Janashakthi IPO Allotment Raises Concerns Amid Strong Oversubscription

The initial public offering (IPO) of Janashakthi Group has drawn both strong investor interest and emerging concerns over its share allocation strategy, following disclosures that a significant portion of shares was reserved for strategic investors.

The IPO, which aimed to raise 5 billion rupees, was oversubscribed nearly threefold, signaling robust market appetite. A total of 500 million new ordinary voting shares were offered at 10 rupees each, attracting 20,359 valid applications. Investors applied for over 1.51 billion shares, representing a value exceeding 15.15 billion rupees.

However, attention has shifted to the allotment structure. The company revealed that 243 million shares equivalent to 48.6 percent of the total offering were allocated to strategic investors on a preferential basis. These shares were drawn from the Non-Retail category, which had originally been allocated 325 million shares according to the IPO prospectus.

While market analysts note that bringing in strategic investors can enhance stability and credibility, concerns have been raised about transparency. A review of the IPO prospectus indicates that although the Board of Directors was granted discretion to allocate shares in a “fair and equitable manner” in the event of oversubscription, there was no explicit reference to a preferential allocation for strategic investors.

An independent market analyst would note that concerns are emerging around the nature and transparency of the so-called “strategic investors” in the IPO allocation. Questions have been raised as to whether these investors genuinely fit the profile typically associated with cornerstone or long-term institutional participants seen in more mature markets, such as sovereign wealth funds. The absence of clear disclosure fuels speculation about whether preferential allocations may have been extended to connected or short-term participants positioned to benefit from early gains. Furthermore, the apparent lack of clearly defined lock-in periods for such investors adds to governance concerns, as lock-ins are generally considered essential to ensure alignment with long-term value creation and to prevent immediate profit-taking at the expense of broader investor confidence.

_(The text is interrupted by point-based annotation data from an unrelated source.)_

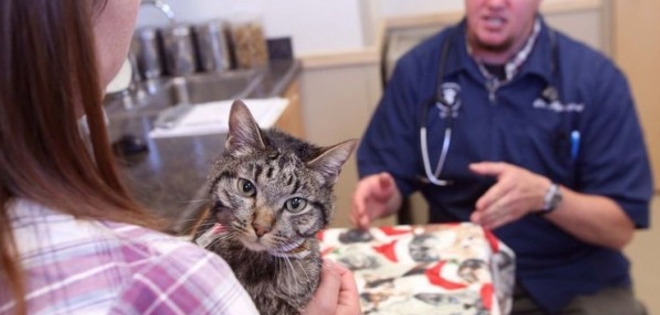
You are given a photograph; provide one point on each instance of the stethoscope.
(549, 94)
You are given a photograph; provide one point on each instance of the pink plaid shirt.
(90, 267)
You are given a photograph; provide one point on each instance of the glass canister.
(248, 41)
(180, 57)
(212, 47)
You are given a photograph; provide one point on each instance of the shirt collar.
(535, 57)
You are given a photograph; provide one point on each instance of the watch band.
(552, 199)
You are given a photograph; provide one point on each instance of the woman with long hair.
(71, 238)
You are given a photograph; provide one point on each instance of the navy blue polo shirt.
(514, 124)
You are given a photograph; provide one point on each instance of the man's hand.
(516, 193)
(376, 196)
(337, 293)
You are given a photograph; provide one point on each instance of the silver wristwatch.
(552, 199)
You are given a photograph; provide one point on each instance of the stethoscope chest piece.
(449, 99)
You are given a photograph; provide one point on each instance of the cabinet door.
(637, 51)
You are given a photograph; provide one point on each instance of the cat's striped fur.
(271, 193)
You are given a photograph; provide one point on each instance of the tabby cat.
(271, 194)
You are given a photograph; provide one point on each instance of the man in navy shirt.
(527, 133)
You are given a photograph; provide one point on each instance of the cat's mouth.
(295, 249)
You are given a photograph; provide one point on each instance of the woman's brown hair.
(49, 78)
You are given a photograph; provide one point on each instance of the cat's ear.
(331, 159)
(244, 132)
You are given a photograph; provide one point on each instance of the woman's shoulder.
(134, 269)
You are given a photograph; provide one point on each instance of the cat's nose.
(260, 230)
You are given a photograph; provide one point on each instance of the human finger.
(358, 213)
(489, 168)
(324, 301)
(349, 299)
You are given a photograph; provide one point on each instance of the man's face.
(497, 25)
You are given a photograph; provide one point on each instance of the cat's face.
(271, 191)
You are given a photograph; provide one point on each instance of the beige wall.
(636, 45)
(637, 51)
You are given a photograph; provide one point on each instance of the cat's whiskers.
(303, 269)
(293, 270)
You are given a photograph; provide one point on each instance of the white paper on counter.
(213, 117)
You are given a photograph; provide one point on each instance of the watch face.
(552, 198)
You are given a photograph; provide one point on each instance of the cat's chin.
(255, 246)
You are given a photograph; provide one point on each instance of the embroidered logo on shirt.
(451, 99)
(557, 106)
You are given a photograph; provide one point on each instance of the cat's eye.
(295, 204)
(246, 187)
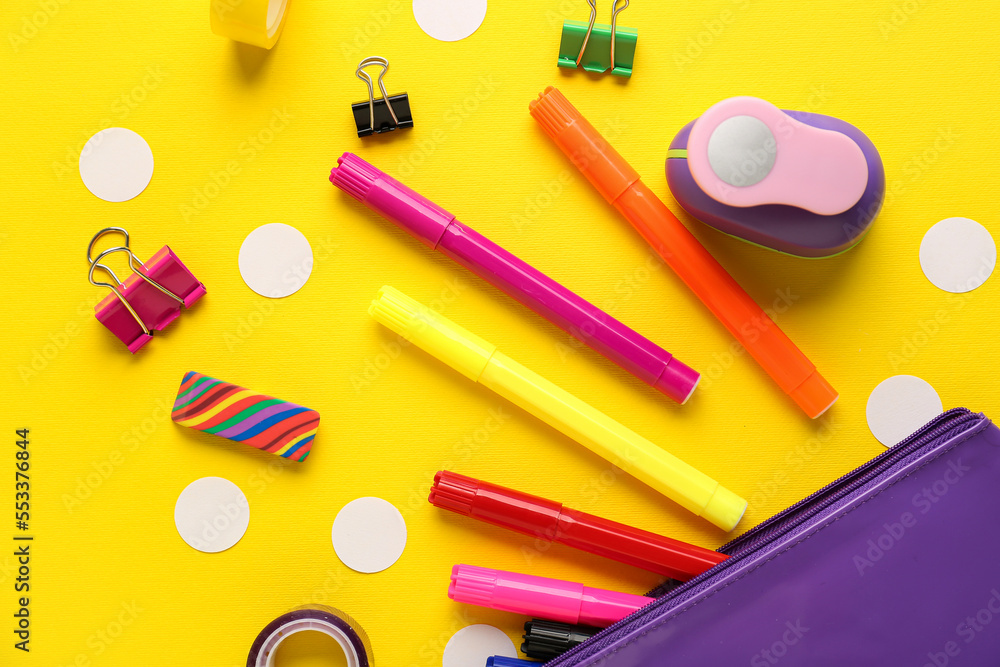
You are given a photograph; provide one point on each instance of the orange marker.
(619, 183)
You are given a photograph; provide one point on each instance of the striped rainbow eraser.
(232, 412)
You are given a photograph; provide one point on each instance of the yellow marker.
(257, 22)
(480, 361)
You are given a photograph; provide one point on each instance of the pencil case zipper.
(745, 548)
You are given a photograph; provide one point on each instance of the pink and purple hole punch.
(800, 183)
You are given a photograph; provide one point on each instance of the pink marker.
(551, 599)
(440, 230)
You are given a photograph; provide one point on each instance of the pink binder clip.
(149, 299)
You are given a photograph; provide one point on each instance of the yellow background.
(906, 73)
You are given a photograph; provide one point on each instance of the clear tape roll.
(257, 22)
(317, 618)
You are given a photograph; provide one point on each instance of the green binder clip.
(599, 48)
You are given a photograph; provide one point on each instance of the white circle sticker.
(116, 164)
(472, 645)
(212, 514)
(275, 260)
(369, 535)
(899, 406)
(449, 20)
(958, 255)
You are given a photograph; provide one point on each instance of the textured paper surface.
(245, 137)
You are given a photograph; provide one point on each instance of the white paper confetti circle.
(275, 260)
(212, 514)
(449, 20)
(369, 535)
(116, 164)
(958, 255)
(472, 645)
(899, 406)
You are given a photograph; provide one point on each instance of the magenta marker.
(552, 599)
(440, 230)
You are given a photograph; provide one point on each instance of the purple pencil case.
(896, 563)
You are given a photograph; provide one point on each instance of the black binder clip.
(382, 115)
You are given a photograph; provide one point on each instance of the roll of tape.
(318, 618)
(257, 22)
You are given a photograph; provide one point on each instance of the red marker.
(551, 521)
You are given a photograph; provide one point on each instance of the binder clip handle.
(616, 10)
(95, 263)
(364, 76)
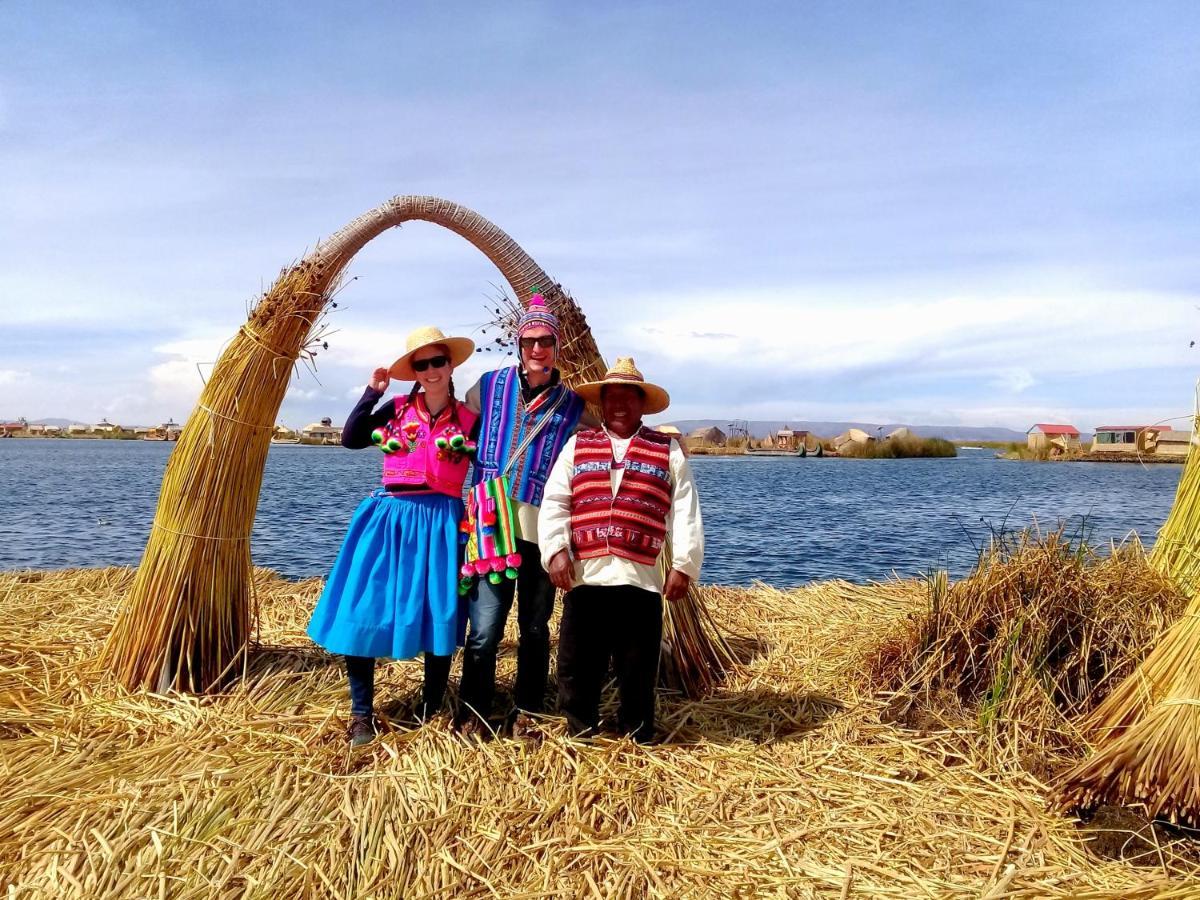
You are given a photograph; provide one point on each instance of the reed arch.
(187, 619)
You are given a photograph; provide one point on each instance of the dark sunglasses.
(420, 365)
(545, 341)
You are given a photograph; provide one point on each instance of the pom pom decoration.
(492, 531)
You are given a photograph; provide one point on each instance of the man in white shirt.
(615, 498)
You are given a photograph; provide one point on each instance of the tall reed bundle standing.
(187, 619)
(695, 655)
(1033, 637)
(1149, 730)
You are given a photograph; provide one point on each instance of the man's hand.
(562, 570)
(677, 585)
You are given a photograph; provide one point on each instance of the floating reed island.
(898, 739)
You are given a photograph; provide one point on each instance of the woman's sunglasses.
(420, 365)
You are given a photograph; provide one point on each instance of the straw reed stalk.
(1147, 731)
(1035, 637)
(189, 617)
(187, 621)
(784, 781)
(695, 654)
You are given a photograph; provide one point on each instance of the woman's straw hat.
(460, 349)
(623, 371)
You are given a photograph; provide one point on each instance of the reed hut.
(712, 436)
(1122, 439)
(1050, 437)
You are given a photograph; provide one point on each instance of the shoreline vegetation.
(1013, 450)
(889, 739)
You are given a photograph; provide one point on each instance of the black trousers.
(600, 623)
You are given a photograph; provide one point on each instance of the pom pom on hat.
(538, 315)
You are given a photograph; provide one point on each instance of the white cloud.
(13, 376)
(1018, 340)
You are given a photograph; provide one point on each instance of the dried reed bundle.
(189, 616)
(1032, 639)
(695, 655)
(781, 783)
(1147, 731)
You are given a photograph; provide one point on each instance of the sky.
(928, 213)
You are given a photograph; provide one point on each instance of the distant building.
(323, 432)
(789, 439)
(711, 436)
(1173, 443)
(1122, 439)
(1055, 438)
(851, 436)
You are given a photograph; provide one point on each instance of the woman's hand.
(561, 570)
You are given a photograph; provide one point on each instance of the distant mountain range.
(828, 430)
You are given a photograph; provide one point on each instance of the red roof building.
(1055, 439)
(1068, 430)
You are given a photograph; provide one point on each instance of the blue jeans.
(487, 611)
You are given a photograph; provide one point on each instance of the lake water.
(781, 520)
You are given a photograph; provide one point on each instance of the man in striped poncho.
(526, 415)
(613, 498)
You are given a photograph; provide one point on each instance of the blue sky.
(955, 213)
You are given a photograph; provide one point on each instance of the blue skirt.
(394, 588)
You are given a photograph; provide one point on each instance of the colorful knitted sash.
(634, 523)
(505, 424)
(491, 533)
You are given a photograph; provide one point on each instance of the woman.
(393, 591)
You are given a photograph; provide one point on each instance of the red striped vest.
(634, 523)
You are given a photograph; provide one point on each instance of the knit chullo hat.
(538, 315)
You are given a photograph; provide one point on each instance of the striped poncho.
(504, 423)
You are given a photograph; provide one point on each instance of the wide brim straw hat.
(460, 349)
(623, 371)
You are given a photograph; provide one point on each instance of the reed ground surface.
(791, 780)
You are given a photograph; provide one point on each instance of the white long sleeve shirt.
(684, 525)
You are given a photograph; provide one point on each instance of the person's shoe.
(525, 727)
(469, 729)
(361, 730)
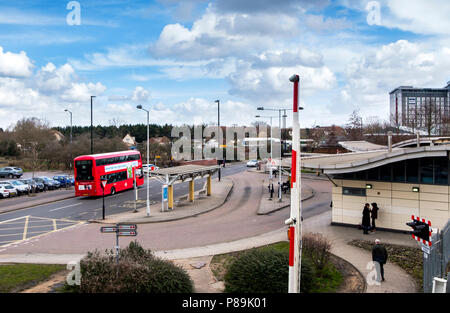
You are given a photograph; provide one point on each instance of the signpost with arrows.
(126, 230)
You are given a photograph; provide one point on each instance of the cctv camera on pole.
(294, 222)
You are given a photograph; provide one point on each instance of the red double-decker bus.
(118, 168)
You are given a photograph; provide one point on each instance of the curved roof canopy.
(359, 161)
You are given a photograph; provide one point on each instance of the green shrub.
(318, 249)
(138, 271)
(265, 271)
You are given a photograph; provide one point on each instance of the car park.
(52, 184)
(10, 187)
(34, 186)
(152, 167)
(252, 163)
(11, 172)
(64, 180)
(22, 188)
(47, 185)
(4, 193)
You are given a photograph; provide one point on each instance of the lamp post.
(148, 160)
(279, 124)
(92, 129)
(70, 124)
(271, 141)
(103, 181)
(295, 220)
(218, 132)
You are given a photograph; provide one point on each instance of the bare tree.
(354, 126)
(33, 135)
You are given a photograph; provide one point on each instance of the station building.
(402, 181)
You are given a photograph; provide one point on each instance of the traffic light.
(421, 230)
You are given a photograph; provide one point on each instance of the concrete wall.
(397, 202)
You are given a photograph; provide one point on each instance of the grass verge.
(18, 277)
(410, 259)
(328, 280)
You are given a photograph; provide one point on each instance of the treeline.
(139, 131)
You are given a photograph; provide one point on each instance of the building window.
(441, 171)
(351, 191)
(386, 173)
(372, 174)
(412, 171)
(399, 172)
(426, 170)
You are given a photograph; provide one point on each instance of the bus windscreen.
(84, 170)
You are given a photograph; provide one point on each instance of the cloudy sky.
(176, 58)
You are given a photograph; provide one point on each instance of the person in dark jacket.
(366, 219)
(379, 254)
(374, 214)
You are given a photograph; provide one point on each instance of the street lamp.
(70, 124)
(148, 160)
(92, 129)
(279, 124)
(271, 141)
(103, 181)
(218, 131)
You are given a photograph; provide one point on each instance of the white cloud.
(15, 64)
(371, 77)
(44, 94)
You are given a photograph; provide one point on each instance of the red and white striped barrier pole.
(295, 235)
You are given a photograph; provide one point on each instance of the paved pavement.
(182, 208)
(396, 279)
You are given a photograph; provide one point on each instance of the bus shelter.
(184, 173)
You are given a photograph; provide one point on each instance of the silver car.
(10, 187)
(11, 172)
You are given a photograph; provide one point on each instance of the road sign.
(421, 230)
(109, 229)
(165, 192)
(425, 248)
(127, 233)
(127, 227)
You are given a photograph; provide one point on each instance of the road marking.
(25, 228)
(13, 219)
(67, 206)
(50, 223)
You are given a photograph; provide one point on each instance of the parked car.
(11, 172)
(54, 184)
(4, 193)
(22, 188)
(152, 167)
(64, 180)
(47, 185)
(10, 187)
(34, 186)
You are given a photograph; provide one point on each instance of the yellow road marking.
(25, 228)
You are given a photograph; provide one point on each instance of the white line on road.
(65, 207)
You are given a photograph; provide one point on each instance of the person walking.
(374, 215)
(379, 254)
(366, 219)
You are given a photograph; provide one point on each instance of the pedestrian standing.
(379, 254)
(374, 214)
(366, 219)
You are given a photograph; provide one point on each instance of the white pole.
(296, 223)
(279, 165)
(271, 148)
(148, 168)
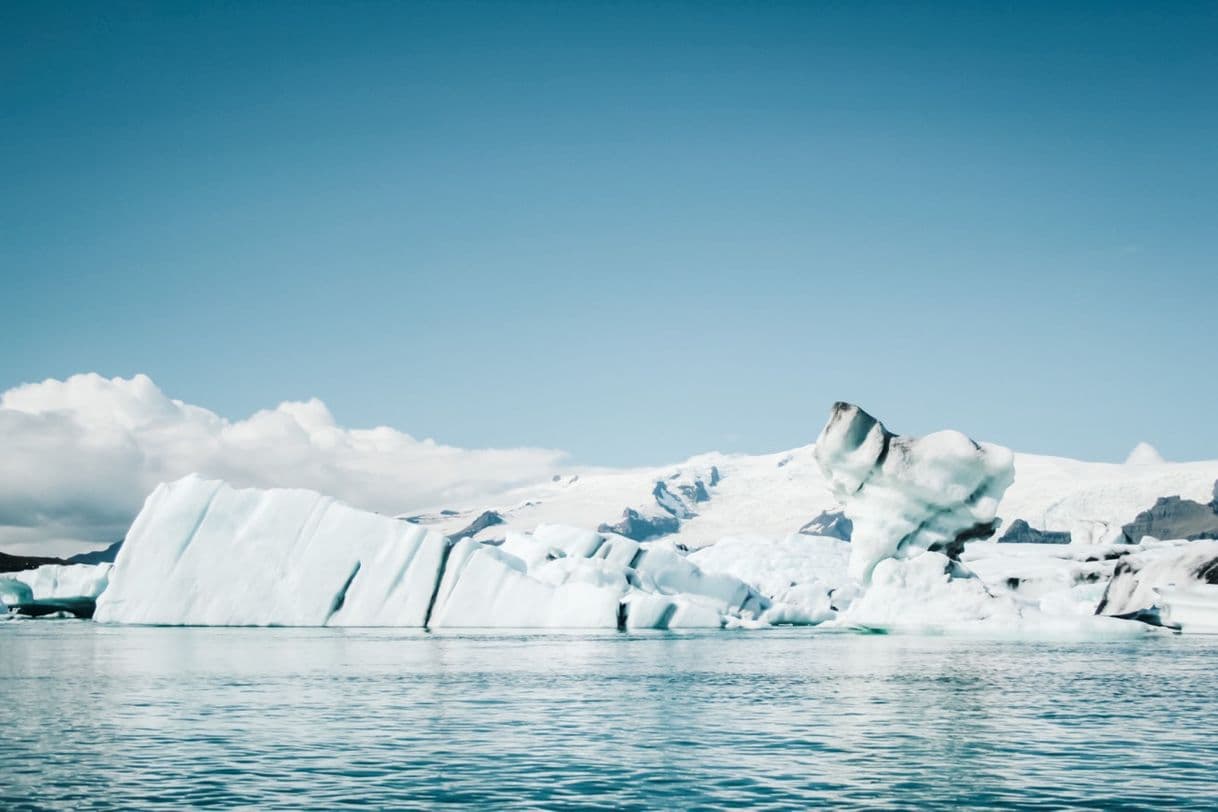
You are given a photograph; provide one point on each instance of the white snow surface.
(202, 552)
(1144, 454)
(772, 496)
(59, 581)
(205, 553)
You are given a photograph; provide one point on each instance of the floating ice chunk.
(905, 494)
(798, 574)
(921, 593)
(14, 593)
(204, 553)
(59, 581)
(1141, 580)
(1194, 610)
(485, 587)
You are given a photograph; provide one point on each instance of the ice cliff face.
(908, 494)
(1174, 584)
(204, 553)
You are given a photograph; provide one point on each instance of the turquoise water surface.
(119, 717)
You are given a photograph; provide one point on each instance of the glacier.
(864, 530)
(205, 553)
(906, 494)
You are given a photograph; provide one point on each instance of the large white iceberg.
(55, 589)
(204, 553)
(908, 494)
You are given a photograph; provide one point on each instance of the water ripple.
(102, 717)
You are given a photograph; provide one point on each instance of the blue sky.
(633, 231)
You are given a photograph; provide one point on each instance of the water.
(110, 717)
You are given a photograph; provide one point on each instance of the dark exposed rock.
(486, 519)
(98, 556)
(956, 546)
(18, 563)
(1174, 518)
(1021, 532)
(636, 526)
(82, 608)
(830, 522)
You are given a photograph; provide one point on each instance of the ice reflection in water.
(168, 717)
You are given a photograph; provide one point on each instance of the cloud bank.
(77, 458)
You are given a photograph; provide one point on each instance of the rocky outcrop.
(676, 499)
(486, 519)
(1021, 532)
(1175, 518)
(832, 524)
(906, 494)
(1141, 581)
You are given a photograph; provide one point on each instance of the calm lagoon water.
(110, 717)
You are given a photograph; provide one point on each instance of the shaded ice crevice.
(249, 556)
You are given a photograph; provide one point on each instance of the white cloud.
(77, 458)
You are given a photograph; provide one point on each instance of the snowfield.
(714, 542)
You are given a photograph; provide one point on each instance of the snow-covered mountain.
(716, 496)
(864, 528)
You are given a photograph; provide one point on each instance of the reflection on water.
(172, 717)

For other investors in the Non-Retail category, the allotment included a guaranteed minimum of 4,000 shares plus 9.6365 percent of any additional shares applied for. Retail Individual Investors received a minimum of 4,000 shares along with 17.45625 percent of any excess application. Unit Trust Investors were allotted a minimum of 500,000 shares plus 65.0636 percent of shares beyond that threshold, while employees of the Janashakthi Group were granted full allocation up to 500,000 shares and 33.7879 percent thereafter.

The funds raised from the IPO are earmarked for strategic growth initiatives. Of the total proceeds, 3.5 billion rupees will be invested in expanding insurance and non-bank financial services, 0.5 billion rupees will support regional expansion into East and Southern Africa as well as Southeast Asia, and 1 billion rupees will be used for debt optimization.

As the parent company of Janashakthi Insurance PLC, First Capital Holdings PLC, and Janashakthi Finance PLC, the Janashakthi Group remains a key player in Sri Lanka’s financial services sector. However, the controversy surrounding its IPO allocation highlights ongoing concerns about governance practices and fairness in capital market transactions.